DeepSeek-V3 is a general-purpose LLM with a Mixture-of-Experts (MoE) architecture, featuring 671B parameters (37B activated per token) for NLP tasks like text generation, translation, and summarization. DeepSeek-R1 is a reasoning model built on top of DeepSeek-V3, trained with reinforcement learning for advanced chain-of-thought reasoning and error correction.

Ministral 8B

The Ministral 8B model is an open, causal language model developed by Mistral AI. It is a small but powerful edge model.

Mistral 7B Instruct Llamafile

The mistralai/Mistral-7B-Instruct-v0.2 model is a causal language model developed by Mistral AI, packaged as a llamafile. A llamafile is an executable LLM that you can run on your own computer. It contains the weights for a given open LLM, as well as everything needed to actually run that model on your computer. There’s nothing to install or configure.

Reference Models

Before you jump into evaluating datasets, you should consider the following importance of quality ground-truth and annotations.

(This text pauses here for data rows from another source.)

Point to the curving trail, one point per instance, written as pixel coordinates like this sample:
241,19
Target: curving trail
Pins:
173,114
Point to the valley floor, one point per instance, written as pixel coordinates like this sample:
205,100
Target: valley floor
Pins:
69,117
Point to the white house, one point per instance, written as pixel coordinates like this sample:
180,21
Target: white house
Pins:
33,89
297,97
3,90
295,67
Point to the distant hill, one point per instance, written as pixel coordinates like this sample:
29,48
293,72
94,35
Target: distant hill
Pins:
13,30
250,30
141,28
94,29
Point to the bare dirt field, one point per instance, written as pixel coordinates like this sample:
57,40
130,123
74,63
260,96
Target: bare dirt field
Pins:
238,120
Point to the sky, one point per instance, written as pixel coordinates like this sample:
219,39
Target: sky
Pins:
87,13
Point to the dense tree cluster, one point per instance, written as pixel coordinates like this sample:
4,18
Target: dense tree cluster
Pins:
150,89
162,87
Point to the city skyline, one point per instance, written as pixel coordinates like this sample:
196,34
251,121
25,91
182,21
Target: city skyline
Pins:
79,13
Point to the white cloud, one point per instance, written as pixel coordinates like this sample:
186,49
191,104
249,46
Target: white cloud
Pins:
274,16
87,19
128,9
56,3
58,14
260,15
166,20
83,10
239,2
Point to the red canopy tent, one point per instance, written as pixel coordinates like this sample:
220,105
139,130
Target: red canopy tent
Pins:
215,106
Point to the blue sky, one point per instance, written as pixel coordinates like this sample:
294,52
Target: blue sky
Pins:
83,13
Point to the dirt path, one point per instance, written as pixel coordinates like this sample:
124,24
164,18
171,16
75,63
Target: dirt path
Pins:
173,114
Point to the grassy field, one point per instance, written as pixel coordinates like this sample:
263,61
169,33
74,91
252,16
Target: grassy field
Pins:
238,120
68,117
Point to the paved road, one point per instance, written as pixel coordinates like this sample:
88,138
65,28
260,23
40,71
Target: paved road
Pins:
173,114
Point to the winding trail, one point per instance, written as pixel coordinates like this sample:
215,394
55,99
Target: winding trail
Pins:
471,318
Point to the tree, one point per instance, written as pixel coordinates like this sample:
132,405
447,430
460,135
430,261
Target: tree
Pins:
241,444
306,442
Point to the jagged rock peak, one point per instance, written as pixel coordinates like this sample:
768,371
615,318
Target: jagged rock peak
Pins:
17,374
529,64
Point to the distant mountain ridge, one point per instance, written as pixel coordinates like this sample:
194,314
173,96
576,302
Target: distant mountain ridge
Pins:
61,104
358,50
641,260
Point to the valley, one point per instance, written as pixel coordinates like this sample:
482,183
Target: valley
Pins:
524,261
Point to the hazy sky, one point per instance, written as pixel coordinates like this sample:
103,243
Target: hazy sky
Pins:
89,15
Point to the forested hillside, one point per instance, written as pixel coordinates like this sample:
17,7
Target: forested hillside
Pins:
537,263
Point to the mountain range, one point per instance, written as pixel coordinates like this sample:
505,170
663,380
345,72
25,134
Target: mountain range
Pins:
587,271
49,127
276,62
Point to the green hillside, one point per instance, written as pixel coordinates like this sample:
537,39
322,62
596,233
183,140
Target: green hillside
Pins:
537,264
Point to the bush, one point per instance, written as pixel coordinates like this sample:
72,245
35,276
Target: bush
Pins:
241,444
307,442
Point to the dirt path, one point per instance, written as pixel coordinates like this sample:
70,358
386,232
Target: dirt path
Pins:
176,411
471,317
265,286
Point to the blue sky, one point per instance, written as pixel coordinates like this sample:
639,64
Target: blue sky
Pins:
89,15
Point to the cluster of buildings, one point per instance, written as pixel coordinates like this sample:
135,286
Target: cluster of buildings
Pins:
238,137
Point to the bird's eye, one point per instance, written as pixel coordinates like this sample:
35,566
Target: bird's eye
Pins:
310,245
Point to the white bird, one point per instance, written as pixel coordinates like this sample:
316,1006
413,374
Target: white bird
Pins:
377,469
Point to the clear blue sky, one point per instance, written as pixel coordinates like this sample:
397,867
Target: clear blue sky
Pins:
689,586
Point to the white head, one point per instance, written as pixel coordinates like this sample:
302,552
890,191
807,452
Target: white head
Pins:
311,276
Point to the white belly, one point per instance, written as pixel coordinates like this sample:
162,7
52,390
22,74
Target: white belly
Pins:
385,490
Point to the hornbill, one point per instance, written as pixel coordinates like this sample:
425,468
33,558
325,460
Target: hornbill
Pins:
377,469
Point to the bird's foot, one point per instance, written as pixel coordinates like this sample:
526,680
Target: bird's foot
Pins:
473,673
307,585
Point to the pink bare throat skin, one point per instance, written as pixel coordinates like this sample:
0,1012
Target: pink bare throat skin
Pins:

Ground-truth would be the actual, expected output or correct answer in for a given task (such as summarization), serving as a reference to compare the model’s predictions. Typically, a human with enough expertise in the task will annotate or label a dataset with those references for each sample (for example, an acceptable summary of the input text).

To evaluate a model as reliably as possible, we encourage using human-provided ground-truth to compare against. Failing that, Lumigator enables the user to do automatic annotation with a well tested model (BART for summarization task). Automatic annotation for translation task is currently not supported.

You can do this through the API, using one of Lumigator jobs: /jobs/annotate.

cURL

user@host:~/lumigator$
curl -X 'POST' \
  'http://localhost:8000/api/v1/jobs/annotate/' \
  -H 'accept: application/json' \
  -H 'Content-Type: application/json' \
  -d '{
  "name": "test_annotate",
  "description": "annotate",
  "dataset": "3fa85f64-5717-4562-b3fc-2c963f66afa6",
  "max_samples": -1,
  "task": "summarization"
}'

Under the hood, this will launch an inference job with the reference model for summarization (BART, described above).